# Script 1 - Extract Articles

_Script by Tim Hebestreit, thebestr@smail.uni-koeln.de_

In this notebook, the articles are extracted from the raw exported docx and pdf files. To replicate the export of the csv file, simply run all cells, but note that this will take 30-60 minutes depending on your machine. Also, note that this is optional as the output csv file (*articles_raw.csv*) is already present in the data/csv folder.

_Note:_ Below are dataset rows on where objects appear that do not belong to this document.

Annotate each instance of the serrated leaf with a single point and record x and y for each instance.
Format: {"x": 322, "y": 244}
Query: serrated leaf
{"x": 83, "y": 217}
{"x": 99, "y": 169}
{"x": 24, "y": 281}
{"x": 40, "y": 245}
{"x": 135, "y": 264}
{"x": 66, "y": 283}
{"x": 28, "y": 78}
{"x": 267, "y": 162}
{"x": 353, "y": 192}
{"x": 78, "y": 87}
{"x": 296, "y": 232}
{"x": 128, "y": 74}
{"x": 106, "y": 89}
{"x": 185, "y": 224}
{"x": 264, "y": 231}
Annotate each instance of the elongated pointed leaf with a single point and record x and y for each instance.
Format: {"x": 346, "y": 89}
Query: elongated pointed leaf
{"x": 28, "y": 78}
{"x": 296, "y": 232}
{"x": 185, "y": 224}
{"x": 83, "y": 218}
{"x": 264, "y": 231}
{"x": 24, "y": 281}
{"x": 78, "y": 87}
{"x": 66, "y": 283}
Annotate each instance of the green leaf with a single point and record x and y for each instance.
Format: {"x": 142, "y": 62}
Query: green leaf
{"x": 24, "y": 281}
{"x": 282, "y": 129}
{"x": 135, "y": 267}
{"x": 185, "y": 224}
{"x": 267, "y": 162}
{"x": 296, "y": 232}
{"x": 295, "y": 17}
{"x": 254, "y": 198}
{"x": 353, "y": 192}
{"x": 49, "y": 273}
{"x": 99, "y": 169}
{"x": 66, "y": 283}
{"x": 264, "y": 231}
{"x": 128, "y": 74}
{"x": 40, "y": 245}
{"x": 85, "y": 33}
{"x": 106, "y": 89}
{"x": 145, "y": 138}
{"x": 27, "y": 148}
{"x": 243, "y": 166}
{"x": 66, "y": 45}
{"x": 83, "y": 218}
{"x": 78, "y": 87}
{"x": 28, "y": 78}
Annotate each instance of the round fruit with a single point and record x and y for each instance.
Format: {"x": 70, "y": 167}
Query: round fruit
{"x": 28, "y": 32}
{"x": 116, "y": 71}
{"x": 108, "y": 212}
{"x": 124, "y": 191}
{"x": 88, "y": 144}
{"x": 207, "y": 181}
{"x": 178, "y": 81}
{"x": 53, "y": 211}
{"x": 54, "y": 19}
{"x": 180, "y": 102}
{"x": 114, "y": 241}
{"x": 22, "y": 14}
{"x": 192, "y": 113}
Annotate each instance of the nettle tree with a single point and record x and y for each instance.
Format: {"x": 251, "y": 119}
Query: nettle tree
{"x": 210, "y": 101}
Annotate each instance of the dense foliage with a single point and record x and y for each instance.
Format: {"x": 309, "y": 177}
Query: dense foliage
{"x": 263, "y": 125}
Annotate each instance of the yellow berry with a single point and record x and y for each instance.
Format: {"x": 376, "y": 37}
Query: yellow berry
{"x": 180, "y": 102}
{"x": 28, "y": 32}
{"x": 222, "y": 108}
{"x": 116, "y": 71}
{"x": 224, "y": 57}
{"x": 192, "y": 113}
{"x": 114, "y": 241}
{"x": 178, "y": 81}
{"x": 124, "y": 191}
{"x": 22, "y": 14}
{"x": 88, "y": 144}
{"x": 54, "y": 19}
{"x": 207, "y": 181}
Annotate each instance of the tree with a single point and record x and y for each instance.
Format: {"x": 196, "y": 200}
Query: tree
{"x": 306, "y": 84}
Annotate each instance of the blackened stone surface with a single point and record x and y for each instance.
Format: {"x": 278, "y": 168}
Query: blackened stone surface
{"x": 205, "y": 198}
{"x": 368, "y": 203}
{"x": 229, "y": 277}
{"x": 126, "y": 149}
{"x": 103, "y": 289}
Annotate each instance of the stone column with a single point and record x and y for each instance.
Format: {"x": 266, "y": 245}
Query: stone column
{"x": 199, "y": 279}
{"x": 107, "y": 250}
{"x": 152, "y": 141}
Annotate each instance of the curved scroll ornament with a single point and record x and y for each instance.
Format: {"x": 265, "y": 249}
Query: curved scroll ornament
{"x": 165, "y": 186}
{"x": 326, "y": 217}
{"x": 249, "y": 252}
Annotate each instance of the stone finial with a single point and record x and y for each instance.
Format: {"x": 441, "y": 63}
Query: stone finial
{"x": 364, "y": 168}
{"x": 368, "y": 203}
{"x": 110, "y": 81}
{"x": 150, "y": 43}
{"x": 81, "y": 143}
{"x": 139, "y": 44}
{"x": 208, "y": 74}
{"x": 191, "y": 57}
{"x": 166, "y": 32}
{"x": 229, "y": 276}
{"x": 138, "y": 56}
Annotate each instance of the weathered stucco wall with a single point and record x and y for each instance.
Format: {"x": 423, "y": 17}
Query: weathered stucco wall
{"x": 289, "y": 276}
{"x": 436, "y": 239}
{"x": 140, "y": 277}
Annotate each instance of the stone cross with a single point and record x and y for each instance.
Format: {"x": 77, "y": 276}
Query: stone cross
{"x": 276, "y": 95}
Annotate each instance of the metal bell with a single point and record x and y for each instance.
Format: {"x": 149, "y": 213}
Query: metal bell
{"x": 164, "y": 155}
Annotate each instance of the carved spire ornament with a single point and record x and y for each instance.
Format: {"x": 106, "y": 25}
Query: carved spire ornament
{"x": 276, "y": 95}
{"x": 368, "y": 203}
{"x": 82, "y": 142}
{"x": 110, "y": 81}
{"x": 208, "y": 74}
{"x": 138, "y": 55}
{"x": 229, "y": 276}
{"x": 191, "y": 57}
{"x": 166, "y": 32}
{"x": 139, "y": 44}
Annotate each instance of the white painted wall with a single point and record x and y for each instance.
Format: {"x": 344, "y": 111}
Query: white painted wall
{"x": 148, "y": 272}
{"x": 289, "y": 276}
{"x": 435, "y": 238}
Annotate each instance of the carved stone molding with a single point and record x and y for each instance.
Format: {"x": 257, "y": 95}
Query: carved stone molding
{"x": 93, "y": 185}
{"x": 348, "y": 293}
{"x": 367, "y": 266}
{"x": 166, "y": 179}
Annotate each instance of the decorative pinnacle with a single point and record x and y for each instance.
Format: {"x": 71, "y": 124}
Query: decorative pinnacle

First, we install the needed packages for this script:

- *pdfplumber* helps with reading in and parsing pdf files
- *tqdm* makes the import process more clear with a smart progress bar
- *pandas* is used to create a dataframe of the parsed articles
- *python-docx* (or just docx) helps with the import of docx files 

In [1]:
# --- INSTALLATION ---
!pip install pdfplumber tqdm pandas python-docx



Now we import the libraries that are used to parse the articles.

In [2]:
# --- IMPORTS ---
import os
import re
import pandas as pd
from docx import Document
import pdfplumber
from tqdm import tqdm

Here, we define the input folders, as well as the output file name.

In [3]:
# --- CONFIG ---
DOCX_FOLDER = "../data/docx/"          # Folder for Docx Files from Nexis
PDF_FOLDER = "../data/pdf/"            # Folder for Pdf Files from Wiso
OUTPUT_FILE = "../data/csv/articles_raw.csv" # Save extracted article data in a single file

We declare two lists were each the docx and pdf articles are saved.

In [4]:
# --- GLOBAL VARIABLES ---
articles_docx = []
articles_pdf = []

This first helper function parses a single docx file.

In [5]:
# --- HELPER FUNCTION 1 ---
def docx_parse_file(path):
    """Parses a single Nexis DOCX file using 'Ende des Dokuments' as a splitter."""
    doc = Document(path)
    local_articles = []
    current_lines = []
    splitter = "Ende des Dokuments"

    # Regulae expression to find dates in German format (e.g., 15. Januar 2025)
    date_pattern = re.compile(r'\d{1,2}\.?\s+(?:Januar|Februar|März|April|Mai|Juni|Juli|August|September|Oktober|November|Dezember)\s+\d{4}', re.IGNORECASE)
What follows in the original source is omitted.